2868 - Frictions géostratégiques

N. Lygeros

Même si l’aphorisme de Napoléon à savoir « la politique des Etats est dans leur géographie » a le mérite d’être clair, il n’en demeure pas moins que la géographie ne suffit pas pour comprendre directement les choix politiques d’un Etat. Il est nécessaire d’avoir une approche géostratégique pour saisir certains des éléments de la géopolitique. Au sein de l’Union Européenne nous observons des frictions, au sens de Clausewitz, de la machine géostratégique. Ce que nous voulons mettre en évidence, c’est le rôle des géostratégies nationales. Il existe au moins deux grands courants de pensée dans ce domaine. L’un pourra être qualifiée de continental et l’autre d’outre-atlantique. Ces visions ne sont pas des abductions de pensées géostratégiques nationales. Elles ne sont, pour une grande part, qu’une extension déductive des approches françaises et anglaises.

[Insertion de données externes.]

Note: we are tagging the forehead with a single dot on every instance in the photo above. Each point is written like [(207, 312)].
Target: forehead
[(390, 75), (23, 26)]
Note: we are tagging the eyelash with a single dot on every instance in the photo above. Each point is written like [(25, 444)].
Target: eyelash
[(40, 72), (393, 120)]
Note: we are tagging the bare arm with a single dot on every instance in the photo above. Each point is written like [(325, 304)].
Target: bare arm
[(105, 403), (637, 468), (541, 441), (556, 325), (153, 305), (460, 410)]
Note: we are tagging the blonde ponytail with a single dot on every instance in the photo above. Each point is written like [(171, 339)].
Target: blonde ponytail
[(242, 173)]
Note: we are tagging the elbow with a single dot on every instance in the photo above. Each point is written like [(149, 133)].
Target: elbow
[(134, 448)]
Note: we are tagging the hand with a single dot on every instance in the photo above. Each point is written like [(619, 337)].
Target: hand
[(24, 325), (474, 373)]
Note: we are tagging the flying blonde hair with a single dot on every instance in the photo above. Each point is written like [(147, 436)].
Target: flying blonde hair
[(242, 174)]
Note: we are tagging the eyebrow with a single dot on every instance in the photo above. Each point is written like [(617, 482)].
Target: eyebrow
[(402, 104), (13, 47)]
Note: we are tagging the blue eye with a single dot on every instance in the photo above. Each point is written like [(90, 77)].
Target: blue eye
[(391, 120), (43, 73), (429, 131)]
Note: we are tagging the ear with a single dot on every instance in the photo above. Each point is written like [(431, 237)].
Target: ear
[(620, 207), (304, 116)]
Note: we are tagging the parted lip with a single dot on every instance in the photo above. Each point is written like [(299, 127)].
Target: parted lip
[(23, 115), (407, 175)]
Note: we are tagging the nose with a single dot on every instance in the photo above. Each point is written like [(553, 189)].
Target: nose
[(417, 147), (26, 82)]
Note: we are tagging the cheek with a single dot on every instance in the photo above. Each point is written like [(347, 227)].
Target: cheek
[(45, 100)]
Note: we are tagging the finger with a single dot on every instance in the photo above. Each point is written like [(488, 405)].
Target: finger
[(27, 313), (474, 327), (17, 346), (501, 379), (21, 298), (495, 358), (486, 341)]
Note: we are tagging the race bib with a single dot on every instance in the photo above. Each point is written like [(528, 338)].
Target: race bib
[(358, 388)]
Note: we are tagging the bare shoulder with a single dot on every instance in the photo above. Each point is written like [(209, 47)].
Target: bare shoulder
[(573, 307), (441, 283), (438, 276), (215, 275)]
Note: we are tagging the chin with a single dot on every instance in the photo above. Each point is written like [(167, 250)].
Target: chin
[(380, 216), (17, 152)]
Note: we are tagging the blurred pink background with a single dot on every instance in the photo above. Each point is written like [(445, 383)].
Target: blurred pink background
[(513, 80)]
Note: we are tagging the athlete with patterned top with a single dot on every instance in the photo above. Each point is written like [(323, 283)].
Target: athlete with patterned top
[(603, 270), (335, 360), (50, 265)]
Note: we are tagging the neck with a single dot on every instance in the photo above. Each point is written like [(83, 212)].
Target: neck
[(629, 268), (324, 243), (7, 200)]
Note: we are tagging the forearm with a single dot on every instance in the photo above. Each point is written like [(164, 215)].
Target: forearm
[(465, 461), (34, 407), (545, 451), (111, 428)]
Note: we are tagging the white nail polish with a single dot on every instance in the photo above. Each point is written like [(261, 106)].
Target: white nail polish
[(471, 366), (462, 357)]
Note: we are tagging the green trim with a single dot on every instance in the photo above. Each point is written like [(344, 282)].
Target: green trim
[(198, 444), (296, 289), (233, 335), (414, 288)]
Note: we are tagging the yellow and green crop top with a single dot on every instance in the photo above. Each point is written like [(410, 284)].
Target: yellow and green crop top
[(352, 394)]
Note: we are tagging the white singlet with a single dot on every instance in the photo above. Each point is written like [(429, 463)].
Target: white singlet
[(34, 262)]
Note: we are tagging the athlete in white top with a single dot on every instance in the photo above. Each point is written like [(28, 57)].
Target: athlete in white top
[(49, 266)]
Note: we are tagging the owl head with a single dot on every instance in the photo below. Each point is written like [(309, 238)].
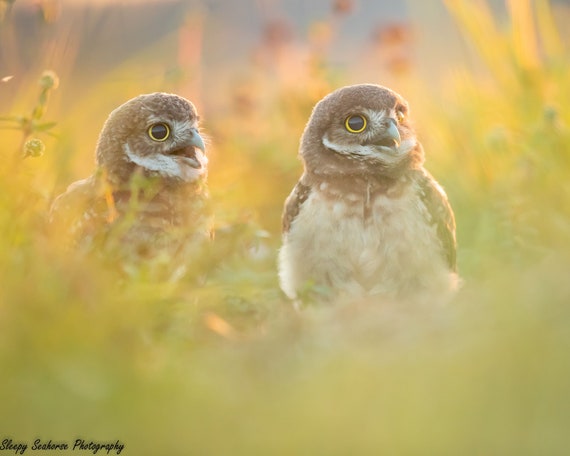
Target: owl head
[(360, 130), (157, 133)]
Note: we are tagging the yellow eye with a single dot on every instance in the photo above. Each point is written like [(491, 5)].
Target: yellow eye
[(355, 124), (159, 132), (400, 116)]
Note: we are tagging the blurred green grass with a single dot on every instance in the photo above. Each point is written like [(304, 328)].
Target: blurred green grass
[(222, 365)]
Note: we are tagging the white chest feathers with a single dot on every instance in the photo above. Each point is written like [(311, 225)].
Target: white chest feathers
[(365, 245)]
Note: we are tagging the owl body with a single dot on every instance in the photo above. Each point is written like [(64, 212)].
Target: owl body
[(148, 194), (366, 219)]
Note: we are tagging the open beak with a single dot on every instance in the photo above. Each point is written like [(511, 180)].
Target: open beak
[(189, 150), (389, 136)]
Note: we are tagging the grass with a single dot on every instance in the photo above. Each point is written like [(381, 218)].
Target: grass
[(222, 365)]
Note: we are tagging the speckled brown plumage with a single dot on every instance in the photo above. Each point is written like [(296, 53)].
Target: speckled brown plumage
[(147, 195), (366, 218)]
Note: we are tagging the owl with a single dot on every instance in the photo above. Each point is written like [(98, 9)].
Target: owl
[(366, 218), (148, 193)]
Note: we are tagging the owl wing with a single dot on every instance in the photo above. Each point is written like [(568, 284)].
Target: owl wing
[(293, 204), (78, 210), (435, 200)]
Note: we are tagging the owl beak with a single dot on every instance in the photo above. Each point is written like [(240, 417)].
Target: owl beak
[(197, 141), (389, 136)]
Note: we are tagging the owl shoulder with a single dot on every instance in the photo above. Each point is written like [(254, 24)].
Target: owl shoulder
[(293, 204), (70, 209), (435, 200)]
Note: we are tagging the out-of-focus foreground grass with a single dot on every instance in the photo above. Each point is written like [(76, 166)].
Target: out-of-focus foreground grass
[(222, 365)]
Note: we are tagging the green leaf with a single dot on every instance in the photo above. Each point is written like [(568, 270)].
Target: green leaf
[(44, 126)]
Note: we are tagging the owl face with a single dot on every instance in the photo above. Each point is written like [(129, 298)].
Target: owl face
[(362, 128), (156, 132)]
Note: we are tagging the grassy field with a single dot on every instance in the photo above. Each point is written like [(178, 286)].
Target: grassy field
[(218, 363)]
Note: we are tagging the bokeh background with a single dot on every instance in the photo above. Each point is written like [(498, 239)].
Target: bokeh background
[(217, 362)]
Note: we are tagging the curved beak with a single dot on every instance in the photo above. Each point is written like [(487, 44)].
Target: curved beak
[(389, 136), (197, 141)]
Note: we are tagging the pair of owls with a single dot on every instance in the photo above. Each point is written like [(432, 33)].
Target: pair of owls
[(365, 218)]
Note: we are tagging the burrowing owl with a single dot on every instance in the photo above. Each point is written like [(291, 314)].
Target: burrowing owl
[(148, 193), (366, 218)]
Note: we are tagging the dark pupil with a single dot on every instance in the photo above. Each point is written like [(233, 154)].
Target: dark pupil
[(356, 123), (159, 131)]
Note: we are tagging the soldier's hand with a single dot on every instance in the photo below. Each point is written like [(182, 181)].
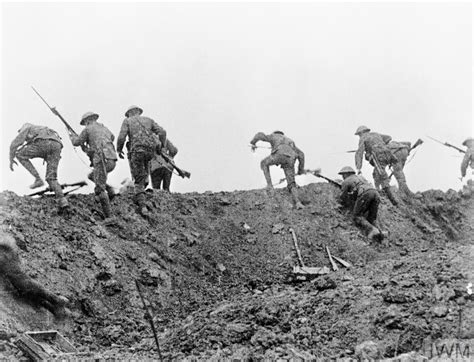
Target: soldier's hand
[(12, 162)]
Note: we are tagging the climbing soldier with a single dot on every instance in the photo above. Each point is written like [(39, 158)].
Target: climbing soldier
[(40, 142), (284, 153), (145, 138), (374, 145), (468, 159), (101, 151), (358, 195), (160, 171)]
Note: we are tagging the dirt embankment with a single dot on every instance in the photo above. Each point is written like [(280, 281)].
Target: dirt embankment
[(216, 270)]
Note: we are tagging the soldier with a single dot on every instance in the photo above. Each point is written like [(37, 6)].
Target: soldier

Commençons notre analyse par la plus simple à savoir celle de la Grande-Bretagne et de son empire ultra-marin. Comme la Grande-Bretagne a très rapidement obtenu l’unification de ses composantes, elle s’est naturellement placée dans un cadre insulaire et a opté pour une stratégie maritime. Cette vision n’explique pas seulement son comportement envers l’Irlande mais surtout son jeu doublement coopératif avec les Etats-Unis. Recherchant son intégrité insulaire, elle n’effectue que des contacts peu profonds en termes de géographie continentale. Le positionnement de la France est plus complexe car bien qu’elle soit une puissance essentiellement continentale, ses façades maritimes et ses intérêts outre-mer l’ont toujours amenée à composer actions et réactions sur terre et sur mer. Elle s’est naturellement renforcée sur le plan continental car elle n’avait pas de vis-à-vis dans l’océan Atlantique et en raison de la perte de son empire colonial en Méditerranée du Sud. Sa vision continentale en accord avec celle de l’Allemagne s’est organisée sur l’Europe occidentale via l’évolution de l’Union Européenne à partir du Traité de Rome en 1957. Aussi ces deux visions géostratégiques engendrent naturellement des frictions au sein de l’hyperstructure que représente l’Union Européenne. Or cette dernière doit nécessairement unifier ses forces via le rapprochement stratégique de ses composantes afin d’avoir une pensée géostratégique européenne. Seulement ces vestiges ont la vie dure et doivent être intégrés dans une stratégie d’ensemble et dans un cadre coopératif qui ne s’appuie pas uniquement sur un équilibre de Nash mais aussi sur une solution de Parreto plus efficace et plus dynamique. Il est nécessaire pour comprendre cette vision de recontextualiser ces approches dans le cadre des deux guerres mondiales. En effet la Grande-Bretagne avait transgressé sa règle d’or et remis en cause son insularité. Quant à la France elle a été mise à rude épreuve à cause de l’effondrement de son système de coalition et de défense. Il nous faut donc faire la synthèse diachronique de ces approches mais aussi de celles des pays de l’Est afin de repenser une géostratégie dans un cadre radicalement différent en s’appuyant sur des notions de topologie comme la compacité et la connexité mais aussi de théorie des graphes comme la robustesse.